At segment end activity indicated! Clearly this suggests something big for day 8!!!!!
Regarding the Kennedy TV address on the crisis, I noticed the most common footage available is the one showing the camera at the side of Kennedy like what is presented here. But in all indications, there should be a version of the address that shows him directly addressing the camera in front. Does that particular footage not exist anymore? Just curious.
What was the UK doing/opinion of the crisis around the time?
Yeah, the cold war was a scary period, inconceivable by people who did not live through it. Thank God it is over. Let's keep it that way. We lived a few miles from a military airbase, and knew that if shit hit the fan, we were going to be toast in minutes.
I joined the US Army in the late 80's and we had a very fatalistic attitude about the whole thing.
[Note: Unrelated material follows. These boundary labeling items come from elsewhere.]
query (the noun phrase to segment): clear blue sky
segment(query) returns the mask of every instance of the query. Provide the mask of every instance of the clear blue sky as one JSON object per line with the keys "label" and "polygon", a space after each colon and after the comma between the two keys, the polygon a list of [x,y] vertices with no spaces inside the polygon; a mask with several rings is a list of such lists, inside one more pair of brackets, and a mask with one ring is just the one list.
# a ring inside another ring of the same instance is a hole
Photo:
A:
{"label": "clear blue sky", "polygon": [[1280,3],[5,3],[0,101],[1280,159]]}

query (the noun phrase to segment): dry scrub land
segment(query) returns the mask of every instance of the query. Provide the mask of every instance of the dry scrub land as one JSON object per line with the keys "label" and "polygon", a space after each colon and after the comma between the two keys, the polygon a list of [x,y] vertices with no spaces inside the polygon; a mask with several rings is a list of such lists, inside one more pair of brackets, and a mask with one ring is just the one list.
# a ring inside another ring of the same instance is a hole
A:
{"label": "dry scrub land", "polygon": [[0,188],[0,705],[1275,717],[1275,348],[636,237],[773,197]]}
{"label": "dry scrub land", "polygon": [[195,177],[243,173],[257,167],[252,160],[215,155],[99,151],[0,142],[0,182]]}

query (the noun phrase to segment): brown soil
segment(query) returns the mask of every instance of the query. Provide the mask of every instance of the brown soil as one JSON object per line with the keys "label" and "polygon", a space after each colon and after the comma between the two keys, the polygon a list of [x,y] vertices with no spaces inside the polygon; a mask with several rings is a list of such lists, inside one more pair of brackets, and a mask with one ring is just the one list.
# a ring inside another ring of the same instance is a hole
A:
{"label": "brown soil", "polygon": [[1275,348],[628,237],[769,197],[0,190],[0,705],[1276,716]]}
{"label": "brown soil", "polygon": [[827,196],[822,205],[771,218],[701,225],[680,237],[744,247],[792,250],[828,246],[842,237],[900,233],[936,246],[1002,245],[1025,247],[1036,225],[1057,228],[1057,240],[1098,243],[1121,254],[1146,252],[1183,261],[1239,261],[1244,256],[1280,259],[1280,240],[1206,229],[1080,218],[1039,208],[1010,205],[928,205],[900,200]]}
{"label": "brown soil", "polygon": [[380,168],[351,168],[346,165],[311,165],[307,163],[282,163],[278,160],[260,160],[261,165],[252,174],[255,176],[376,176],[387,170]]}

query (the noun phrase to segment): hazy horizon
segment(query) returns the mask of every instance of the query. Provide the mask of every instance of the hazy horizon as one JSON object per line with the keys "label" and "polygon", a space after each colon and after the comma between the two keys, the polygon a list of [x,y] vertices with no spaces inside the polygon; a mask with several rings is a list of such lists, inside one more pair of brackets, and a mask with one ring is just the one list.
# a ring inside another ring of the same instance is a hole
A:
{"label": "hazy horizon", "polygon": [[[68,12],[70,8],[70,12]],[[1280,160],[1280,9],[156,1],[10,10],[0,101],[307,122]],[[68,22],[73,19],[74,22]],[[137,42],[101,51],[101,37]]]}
Training for it was scary of course, but at the same time we'd all grown up with it, lived in the shadow of the possibility of total anihilation, saw movies like "Testament" and "The Day After", and felt like if it was going to happen that it would be over quickly and the whole world would be obliterated so why worry? Somehow the chaotic time that came after the USSR collapsed managed to be scarier because it was so much less predictable.
I recently worked at a RAF base in England. Outside of some of the housing areas were sealed steps to the cold war bunkers.
That green lava lamp is really bugging me. Why doesn't it do anything?
7:17 "in hospital".. Indy, have you forgotten your country?